A SYSTEM FOR SENSING YAW RATE USING A MAGNETIC FIELD SENSOR AND PORTABLE ELECTRONIC DEVICES USING THE SAME

CROSS REFERENCE TO RELATED APPLICATIONS

Priority of Provisional Patent Application Number 60/819,735 dated July 10, 2006, entitled "Yaw Rate Sensing by Using Magnetic

Field Sensor (Compass) Replacing Gyro Function with a Compass", and Provisional Patent Application Number 60/906,100 dated March 9, 2007, entitled "Motion and Attitude Sensing for Portable Electronic Devices" is claimed.

STATEMENT REGARDING FEDERALLY SPONSORED RESEARCH OR

DEVELOPMENT

N/A

FIELD OF THE INVENTION

The present invention relates to input technology for electronic devices and, more particularly, to an electronic device or apparatus that is adapted to generate input signals corresponding to its attitude or change in attitude to an application program being executed on the electronic device itself.

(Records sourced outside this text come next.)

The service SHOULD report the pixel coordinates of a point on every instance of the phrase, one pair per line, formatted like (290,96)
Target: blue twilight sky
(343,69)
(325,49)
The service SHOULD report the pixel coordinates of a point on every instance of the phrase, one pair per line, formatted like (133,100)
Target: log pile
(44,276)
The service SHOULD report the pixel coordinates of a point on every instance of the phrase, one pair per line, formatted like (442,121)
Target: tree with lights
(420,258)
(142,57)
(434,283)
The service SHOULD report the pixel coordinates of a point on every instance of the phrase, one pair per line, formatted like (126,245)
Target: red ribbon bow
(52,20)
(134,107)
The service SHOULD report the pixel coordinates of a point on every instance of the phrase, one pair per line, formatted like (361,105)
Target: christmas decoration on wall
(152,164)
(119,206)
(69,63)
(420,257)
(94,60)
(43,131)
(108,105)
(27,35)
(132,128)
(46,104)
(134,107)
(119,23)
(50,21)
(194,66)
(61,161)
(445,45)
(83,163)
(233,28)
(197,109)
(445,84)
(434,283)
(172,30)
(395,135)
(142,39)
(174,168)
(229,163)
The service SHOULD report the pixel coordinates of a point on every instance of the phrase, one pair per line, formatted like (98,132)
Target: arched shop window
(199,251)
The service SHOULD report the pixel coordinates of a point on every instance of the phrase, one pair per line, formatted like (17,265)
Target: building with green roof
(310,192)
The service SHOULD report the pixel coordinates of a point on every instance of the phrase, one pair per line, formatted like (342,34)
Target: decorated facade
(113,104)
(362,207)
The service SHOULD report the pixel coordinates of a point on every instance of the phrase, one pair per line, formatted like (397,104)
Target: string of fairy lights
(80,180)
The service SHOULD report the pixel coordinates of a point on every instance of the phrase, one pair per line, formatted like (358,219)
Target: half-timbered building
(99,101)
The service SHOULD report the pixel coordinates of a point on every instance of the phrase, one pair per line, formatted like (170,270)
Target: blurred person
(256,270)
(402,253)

BACKGROUND OF THE INVENTION

Portable devices and especially, although not exclusively, portable wireless devices, e.g., mobile telephones, cellular telephones, cordless telephones, text messaging devices, pagers, talk radios, portable navigation systems, portable music players,

portable video players, portable multimedia devices, personal digital assistants (PDAs) , portable games, and the like, are being used increasingly in everyday life . As technology advancements are made, portable electronic devices are integrating more and more applications while shrinking in size and weight. Typically, the user interface and the power source comprise most of the volume and weight of the portable device.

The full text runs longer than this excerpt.